Laura Forsström

Laura Forsström: Invisible female scientists

22 Feb 2021

Are success rates and successful funding applications appropriate measures of equality in science? Perceptions that maintain the gender gap are deeply rooted. The coronavirus pandemic has further highlighted the unequal distribution of household and care responsibilities between women and men.

“Hey girl! Pass the milk, would you?” I was 24 years old and in my first proper job after university. I had been in the team – a small one – for more than six months at this point, but still there was this older male colleague who thought that it was fine to just call me “girl” in the staff break room. Young men who had joined the team after me were called by their names, but I was simply “one of the girls”.

The Academy of Finland has made a commitment to gender equality and non-discrimination. Both the Academy and other funding agencies publish statistics on the numbers of male and female applicants and on success rates by gender. Equality is also one of the Academy’s guiding values. But is splitting the amount of funding equally between men and women true equality? And why does this only happen with Postdoctoral Researchers while, for example, only three of the 10 new Academy Professors are women and only 29% of the second-stage applicants were female?

Acatiimi, a magazine published by The Finnish Union of University Researchers and Teachers, The Union for University Teachers and Researchers in Finland, and The Finnish Union of University Professors, estimated in 2019 that 58% of all university degrees and 51% of doctorates are awarded to women. Yet around 70% of professors are men.

Perceptions that maintain the gender gap are deeply rooted

Women not only get fewer of the most esteemed professorships but often also less visibility.

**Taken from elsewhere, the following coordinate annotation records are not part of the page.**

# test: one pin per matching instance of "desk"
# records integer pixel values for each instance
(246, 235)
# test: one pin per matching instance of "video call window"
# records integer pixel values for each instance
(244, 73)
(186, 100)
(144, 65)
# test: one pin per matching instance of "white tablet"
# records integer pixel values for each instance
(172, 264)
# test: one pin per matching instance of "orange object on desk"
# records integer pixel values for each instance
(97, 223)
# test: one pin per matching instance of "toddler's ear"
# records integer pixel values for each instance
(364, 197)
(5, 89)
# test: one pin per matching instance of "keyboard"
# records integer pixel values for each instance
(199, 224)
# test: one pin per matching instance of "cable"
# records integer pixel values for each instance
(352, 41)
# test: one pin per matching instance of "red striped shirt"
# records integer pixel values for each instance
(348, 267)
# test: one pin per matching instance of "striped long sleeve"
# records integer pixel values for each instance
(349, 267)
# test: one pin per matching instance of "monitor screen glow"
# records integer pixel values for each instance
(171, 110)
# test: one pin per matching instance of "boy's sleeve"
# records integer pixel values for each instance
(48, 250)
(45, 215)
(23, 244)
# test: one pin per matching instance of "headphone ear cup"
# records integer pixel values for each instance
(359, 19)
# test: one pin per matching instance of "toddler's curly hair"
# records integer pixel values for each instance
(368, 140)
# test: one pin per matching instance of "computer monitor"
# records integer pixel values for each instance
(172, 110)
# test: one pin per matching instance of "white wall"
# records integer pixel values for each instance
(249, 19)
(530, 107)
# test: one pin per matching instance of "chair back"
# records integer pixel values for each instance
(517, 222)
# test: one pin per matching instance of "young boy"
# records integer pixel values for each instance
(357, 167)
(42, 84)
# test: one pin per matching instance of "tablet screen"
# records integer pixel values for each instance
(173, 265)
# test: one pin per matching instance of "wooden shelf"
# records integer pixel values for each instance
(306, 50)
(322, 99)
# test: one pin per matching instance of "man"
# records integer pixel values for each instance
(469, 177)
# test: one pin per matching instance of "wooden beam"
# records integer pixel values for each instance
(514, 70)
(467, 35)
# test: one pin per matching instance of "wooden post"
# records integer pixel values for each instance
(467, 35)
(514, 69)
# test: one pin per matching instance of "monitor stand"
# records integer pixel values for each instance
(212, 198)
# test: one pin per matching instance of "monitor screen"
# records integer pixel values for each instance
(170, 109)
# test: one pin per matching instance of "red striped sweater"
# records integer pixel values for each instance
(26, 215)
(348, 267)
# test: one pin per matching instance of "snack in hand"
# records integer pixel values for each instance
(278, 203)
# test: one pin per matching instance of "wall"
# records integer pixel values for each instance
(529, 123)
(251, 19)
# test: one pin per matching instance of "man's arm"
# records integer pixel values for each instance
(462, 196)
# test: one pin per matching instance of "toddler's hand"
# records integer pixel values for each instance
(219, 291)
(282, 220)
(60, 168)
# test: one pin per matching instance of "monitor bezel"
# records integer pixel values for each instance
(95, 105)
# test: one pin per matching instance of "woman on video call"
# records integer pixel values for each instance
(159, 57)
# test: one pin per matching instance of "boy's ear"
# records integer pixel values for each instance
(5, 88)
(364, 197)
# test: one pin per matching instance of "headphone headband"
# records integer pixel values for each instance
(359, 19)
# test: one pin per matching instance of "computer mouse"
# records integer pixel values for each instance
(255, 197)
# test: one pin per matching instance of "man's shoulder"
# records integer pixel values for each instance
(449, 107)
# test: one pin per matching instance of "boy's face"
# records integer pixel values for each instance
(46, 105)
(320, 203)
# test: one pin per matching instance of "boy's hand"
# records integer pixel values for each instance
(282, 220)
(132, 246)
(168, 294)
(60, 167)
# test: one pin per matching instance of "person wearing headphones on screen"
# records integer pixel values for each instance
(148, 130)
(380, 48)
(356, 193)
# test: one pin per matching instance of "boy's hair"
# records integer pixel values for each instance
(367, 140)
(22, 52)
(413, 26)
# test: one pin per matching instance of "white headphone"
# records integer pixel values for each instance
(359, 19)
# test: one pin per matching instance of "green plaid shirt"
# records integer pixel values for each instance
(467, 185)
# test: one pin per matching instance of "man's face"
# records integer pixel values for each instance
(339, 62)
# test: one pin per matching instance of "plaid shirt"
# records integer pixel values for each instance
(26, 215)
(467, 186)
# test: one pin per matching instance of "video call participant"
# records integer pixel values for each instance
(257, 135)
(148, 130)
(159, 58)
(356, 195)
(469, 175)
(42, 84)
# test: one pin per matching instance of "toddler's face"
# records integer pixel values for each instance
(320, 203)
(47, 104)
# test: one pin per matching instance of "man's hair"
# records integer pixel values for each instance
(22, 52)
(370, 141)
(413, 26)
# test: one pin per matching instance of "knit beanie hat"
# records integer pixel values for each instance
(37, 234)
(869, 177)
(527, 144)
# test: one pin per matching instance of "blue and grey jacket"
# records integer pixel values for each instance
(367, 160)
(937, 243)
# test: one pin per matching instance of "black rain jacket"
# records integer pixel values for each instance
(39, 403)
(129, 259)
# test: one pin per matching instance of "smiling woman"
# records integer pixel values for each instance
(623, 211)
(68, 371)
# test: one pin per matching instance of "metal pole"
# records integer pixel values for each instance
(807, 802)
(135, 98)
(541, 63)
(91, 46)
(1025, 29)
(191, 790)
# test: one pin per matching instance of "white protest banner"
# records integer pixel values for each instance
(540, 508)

All-male panels have become less common in recent years thanks to the negative attention they have received, but there are still plenty of opportunities for male chauvinism to rear its head.

For example, the Academy of Finland’s website included a section about Academy Professors in early 2020, which included five interviews from 2017─2019. All the featured interviewees were men even though female professors had also been interviewed during the years in question. This was a simple oversight to fix, but other similar unintentional biases could easily be missed, helping to reinforce preconceptions such as that professors are usually men.

The invisibility of female scientists also extends to publishing: several studies have shown that academic papers published by women get fewer citations than those written by men and that research assumed to have been conducted by men is given more scientific merit. British author and journalist Caroline Criado-Perez writes in her book Invisible Women that recommendation letters written for female scientists emphasise their social skills (warm, considerate, kind) while men’s personal traits are described in active terms (ambitious, confident). Have a guess at which set of adjectives appeals more to prospective employers.

COVID-19 has highlighted the unequal distribution of household and care responsibilities between women and men

Numerous studies also show that women’s careers are held back by the unequal distribution of care responsibilities. Women perform 75% of unpaid care work globally, dedicating between three and six hours to it every day.

The coronavirus pandemic has highlighted the unequal distribution of labour between women and men, and the effects have been noted by the editorial boards of several scientific publications: in some sectors, the number of scientific articles put forward by female authors between January and April 2020 was down by as much as 50% on previous years. The issue has also been a hot topic on social media, where countless female scientists have talked about how their increased household and parenting responsibilities have made it practically impossible to focus on research.

Overcoming these kinds of flaws in the system and finding ways to compensate for the damage done to careers by, for example, the unequal effects of the coronavirus pandemic will be a big task for research funding agencies in the coming years. We can all start by treating our colleagues equally and fairly.